Monday night bellydance often starts out with up shimmy, which involves sort of leaning back as you raise your arms in the air and leading with your hips as you swing across the room. It looks very cool when a group of twenty or so dancers does it. We sometimes call it the, uh, snatch attack…you kind of have to see it to understand…and class just goes downhill from there.
Our yoga warmups could be charitably described as suggestive, as we do all the poses that involve sticking your butt in the air or squatting between your wide-apart knees, or leaning back on those same wise-apart knees and then trying to touch your elbows or shoulder blades or the back of your head to the floor. Most of us wear long loose skirts or flowy pantaloons so the effect isn’t as lascivicious as it might be, but man. Still. My favorite warmup starts when Sharon says “Get on your hands and knees” and we do a couple of run-of-the-mill cat-cows, you know, where you sort of arch your back and then round your back over in time with your breath.
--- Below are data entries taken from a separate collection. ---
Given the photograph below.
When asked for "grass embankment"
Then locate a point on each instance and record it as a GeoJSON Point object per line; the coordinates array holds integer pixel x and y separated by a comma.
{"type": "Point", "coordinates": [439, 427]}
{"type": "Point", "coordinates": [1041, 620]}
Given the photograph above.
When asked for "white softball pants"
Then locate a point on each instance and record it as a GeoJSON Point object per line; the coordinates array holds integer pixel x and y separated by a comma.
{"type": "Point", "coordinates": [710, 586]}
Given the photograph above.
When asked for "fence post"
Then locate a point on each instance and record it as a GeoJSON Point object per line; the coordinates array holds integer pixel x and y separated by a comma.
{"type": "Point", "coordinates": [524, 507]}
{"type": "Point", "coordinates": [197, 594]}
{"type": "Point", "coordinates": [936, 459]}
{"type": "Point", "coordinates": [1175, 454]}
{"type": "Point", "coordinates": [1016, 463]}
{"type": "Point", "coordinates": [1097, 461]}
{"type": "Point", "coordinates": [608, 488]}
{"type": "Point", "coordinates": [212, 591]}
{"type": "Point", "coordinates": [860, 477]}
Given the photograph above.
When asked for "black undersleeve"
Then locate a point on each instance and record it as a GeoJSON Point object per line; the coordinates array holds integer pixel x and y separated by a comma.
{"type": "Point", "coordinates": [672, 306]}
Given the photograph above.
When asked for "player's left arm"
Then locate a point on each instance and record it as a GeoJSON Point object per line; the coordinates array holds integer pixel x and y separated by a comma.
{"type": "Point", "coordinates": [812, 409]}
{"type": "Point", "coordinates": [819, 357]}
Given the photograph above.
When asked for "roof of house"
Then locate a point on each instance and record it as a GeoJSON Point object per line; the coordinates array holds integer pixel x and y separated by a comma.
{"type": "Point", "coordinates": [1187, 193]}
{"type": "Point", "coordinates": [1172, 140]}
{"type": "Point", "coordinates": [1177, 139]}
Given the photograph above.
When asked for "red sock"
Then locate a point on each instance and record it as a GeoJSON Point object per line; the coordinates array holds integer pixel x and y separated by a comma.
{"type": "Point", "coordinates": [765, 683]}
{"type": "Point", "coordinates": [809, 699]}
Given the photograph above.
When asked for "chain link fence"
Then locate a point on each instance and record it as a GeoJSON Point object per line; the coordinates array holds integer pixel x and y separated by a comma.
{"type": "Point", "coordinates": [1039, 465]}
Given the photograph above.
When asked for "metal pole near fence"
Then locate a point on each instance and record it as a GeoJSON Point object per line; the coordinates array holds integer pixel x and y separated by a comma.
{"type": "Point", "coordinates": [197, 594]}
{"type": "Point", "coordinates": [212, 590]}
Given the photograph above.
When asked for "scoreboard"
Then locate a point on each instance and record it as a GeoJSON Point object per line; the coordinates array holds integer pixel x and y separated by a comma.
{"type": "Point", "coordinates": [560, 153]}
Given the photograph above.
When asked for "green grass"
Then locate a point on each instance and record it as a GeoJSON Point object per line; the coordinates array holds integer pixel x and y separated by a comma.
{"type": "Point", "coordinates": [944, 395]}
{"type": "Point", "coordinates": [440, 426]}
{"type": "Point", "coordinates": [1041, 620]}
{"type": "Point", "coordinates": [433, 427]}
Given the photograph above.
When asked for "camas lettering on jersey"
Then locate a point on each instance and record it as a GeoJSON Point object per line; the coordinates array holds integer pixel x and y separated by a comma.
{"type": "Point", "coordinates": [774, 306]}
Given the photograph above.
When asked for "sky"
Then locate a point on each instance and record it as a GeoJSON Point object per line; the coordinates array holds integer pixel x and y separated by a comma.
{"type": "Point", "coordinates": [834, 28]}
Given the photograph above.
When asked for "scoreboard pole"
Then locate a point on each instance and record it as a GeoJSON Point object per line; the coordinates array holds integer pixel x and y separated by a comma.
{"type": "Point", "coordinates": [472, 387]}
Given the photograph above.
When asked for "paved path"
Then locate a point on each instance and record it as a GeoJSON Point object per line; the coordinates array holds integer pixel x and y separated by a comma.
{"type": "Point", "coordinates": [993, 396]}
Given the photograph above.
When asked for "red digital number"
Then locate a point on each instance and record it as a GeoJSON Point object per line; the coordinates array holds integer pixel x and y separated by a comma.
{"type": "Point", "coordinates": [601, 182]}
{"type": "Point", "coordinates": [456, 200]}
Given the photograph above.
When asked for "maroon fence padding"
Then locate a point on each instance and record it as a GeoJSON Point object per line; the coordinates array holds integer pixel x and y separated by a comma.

I would describe the visual effect as along the Ride Me Cowboy Until The Break Of Day lines, especially since everyone always makes all these crazy closed-eyes yoga faces that seem to indicate that, unh, girl, stretching feels so gooooooooooood, oh, yes, right there, yes, right there. You know how it goes. You mind begins to wander a little as you get deeper into the stretch, and then Sharon goes “Okay, rotate!” and while we’re still on our hands and knees we…well, we sort of swing our butts and ribcages in a circle, first one way and then the other. It’s hard to explain and really the best way for you to understand this would be for me to show you right here on the carpet but frankly I don’t think we are at a place in our relationship, the internet and I, for me to be demonstrating this stretch. We’ll sometimes catch each others’ eyes in class as we’re doing it because there we are at eight fifteen on a Monday night in a neighborhood community center on a cold hardwood floor doing stripper moves and it so awesome and oh, yes, yes, right there.
During drills and practice and chorus we’re all concentrating on the parts of our bodies we’re trying to get to move in a certain way and that’s when you start to hear people say things like “I can’t get my chest to go out any further” and “I just can’t seem to shake it!” Dancing in duets or in chorus together can often feel very intense, especially when we’re in a formation where we can see each others’ eyes, and we’ll often debrief about how a song went after it ends, as if we’ve just rolled off one another and are laying in bed all tangled in the sheets. Our cheeks flush and our eyes sparkle as we whisper “How was that for you? Did you like it when I did that one thing? Was I going too slow? Sorry I got off rhythm there for a minute in the middle. Do you want to try it face to face next time?”
Now, I don’t want to support the myth that bellydance is all about sex, because it’s really not. It’s about beauty and power and precision and intelligence and fascination and connection with other dancers and with your own body as a dancer. It’s obviously a very sensual art form, bellydance is (especially tribal!), and anyone who has seen it will tell you that the movement of the hips and ribcage is stunningly mesmerizing…but it’s not a come-on kind of a thing. There are bare-ish bellies, yes. They are bellies of awesomeness and strength and control, all of which can be sexy in their own right, but sex is not the main point. Bellydance is not dirty at all.
Bellydance class, on the other hand, is filthy.